Hace tres semanas asaltaron a mi primo Isaac y le robaron sus documentos y su teléfono. Lo encontró la policía, muy golpeado, en una calle de ATE. Su gordura le jugó en contra para poder defenderse. Lo llevaron al hospital de ATE para curarlo, y ahí se contagió de covid. Lo sedaron y lo entubaron. Su familia no sabía nada de él, al estar sin documentos su condición de enfermo desconocido empeoró la situación. Lo buscaron por días en comisarías y hospitales hasta que un amigo taxista lo reconoció en una de las camillas del hospital y avisó a la familia. Mi primo Dante fue a encargarse de todo pero no se podía ingresar para poder verlo, no se podía saber más que lo que a partir de ese día le informarían a mi primo una vez al día y por teléfono. Su mamá, mi tía Aída, se enteró del estado de su hijo el jueves pasado por la tarde. En la noche de ese día, impactada por la noticia del covid, murió de un infarto. La noticia nos devastó. Sin poder salir de casa, pegados al teléfono para estar al tanto de lo que ocurría, llamando a mi mamá para ver que estuviera «bien», revisando en el whatsapp la cadena de oración para intentar, con fe, que al menos Isaac superara el trance en el que se encontraba por el azar y el descuido de la gordura, y que mi primo Dante, el mayor, tuviera la fortaleza para enfrentar semejante situación. Isaac murió el sábado por la tarde. Tenía 32 años.

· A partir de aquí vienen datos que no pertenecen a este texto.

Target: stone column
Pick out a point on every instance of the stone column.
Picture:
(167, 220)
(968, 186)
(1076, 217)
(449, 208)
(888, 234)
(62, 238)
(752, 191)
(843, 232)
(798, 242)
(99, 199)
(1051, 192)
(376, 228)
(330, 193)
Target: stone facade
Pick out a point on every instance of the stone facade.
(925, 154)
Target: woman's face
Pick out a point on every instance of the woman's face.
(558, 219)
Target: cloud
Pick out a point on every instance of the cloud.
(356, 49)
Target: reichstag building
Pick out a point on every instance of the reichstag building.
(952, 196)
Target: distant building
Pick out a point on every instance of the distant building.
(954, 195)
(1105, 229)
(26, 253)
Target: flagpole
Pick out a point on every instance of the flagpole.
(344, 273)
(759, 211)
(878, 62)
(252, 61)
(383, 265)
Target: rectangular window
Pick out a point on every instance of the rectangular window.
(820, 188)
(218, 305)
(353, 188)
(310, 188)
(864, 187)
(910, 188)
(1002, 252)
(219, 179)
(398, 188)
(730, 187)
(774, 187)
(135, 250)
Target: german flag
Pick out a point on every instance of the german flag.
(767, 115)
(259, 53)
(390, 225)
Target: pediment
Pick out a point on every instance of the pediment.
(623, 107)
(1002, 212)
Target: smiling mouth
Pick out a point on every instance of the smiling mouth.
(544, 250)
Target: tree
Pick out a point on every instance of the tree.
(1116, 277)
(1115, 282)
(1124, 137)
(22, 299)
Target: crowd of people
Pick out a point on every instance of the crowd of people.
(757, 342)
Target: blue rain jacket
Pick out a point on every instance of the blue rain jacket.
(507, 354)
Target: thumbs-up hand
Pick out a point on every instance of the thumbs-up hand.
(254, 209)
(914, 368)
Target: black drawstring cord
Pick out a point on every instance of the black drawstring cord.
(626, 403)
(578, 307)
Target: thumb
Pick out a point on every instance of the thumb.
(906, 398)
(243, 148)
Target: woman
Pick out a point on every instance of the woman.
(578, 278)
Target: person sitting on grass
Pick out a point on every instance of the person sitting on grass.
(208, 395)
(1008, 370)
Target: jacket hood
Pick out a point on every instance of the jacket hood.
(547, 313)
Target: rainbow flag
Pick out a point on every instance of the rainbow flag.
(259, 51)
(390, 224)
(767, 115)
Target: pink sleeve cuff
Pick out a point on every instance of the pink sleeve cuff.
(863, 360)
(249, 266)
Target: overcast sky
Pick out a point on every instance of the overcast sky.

Isaac, Aída, Richard, Alfredo. Hasta hace unas semanas los muertos eran solo números. Incluso ahora, tímidamente, algunos amigos empiezan a reconocer que tienen familiares contagiados o muertos ya. Como si contagiarse del virus fuera una peste. Como si esa peste los apestara a todos por defecto. El mapa de Lima se empieza a llenar de círculos rojos cada vez más grandes. «No pongas el nombre de tu muerto», qué van a pensar, escuché hace unos días. Y por eso mismo escribo esto ahora y pongo sus nombres, porque me duelen los recuerdos, porque los extraño sin haberlos visitado tanto en vida, porque me subleva la muerte absurda, porque no acepto la situación que estamos pasando, porque necesitamos ponerle nombre a las cosas para poder entenderlas. Porque sé que esto es apenas el inicio de algo que tiene todavía para rato. Porque desde hace algunas semanas estamos viendo en el time line del facebook despedidas cada vez más numerosas. Porque salir a comprar el pan es jugarte una ruleta rusa que espera el menor descuido en tu nueva rutina para pegarte la muerte por la boca, la nariz o los ojos. Porque nuestro rompecabezas filial empieza a perder piezas importantes en nuestra historia personal, familiar. Porque nuestro corazón está también hecho de piezas que empiezan a faltar. Y esos vacíos no se volverán a ocupar, nunca más.
Y así, como nosotros, hay miles de familias en todo el Perú pasando por lo mismo.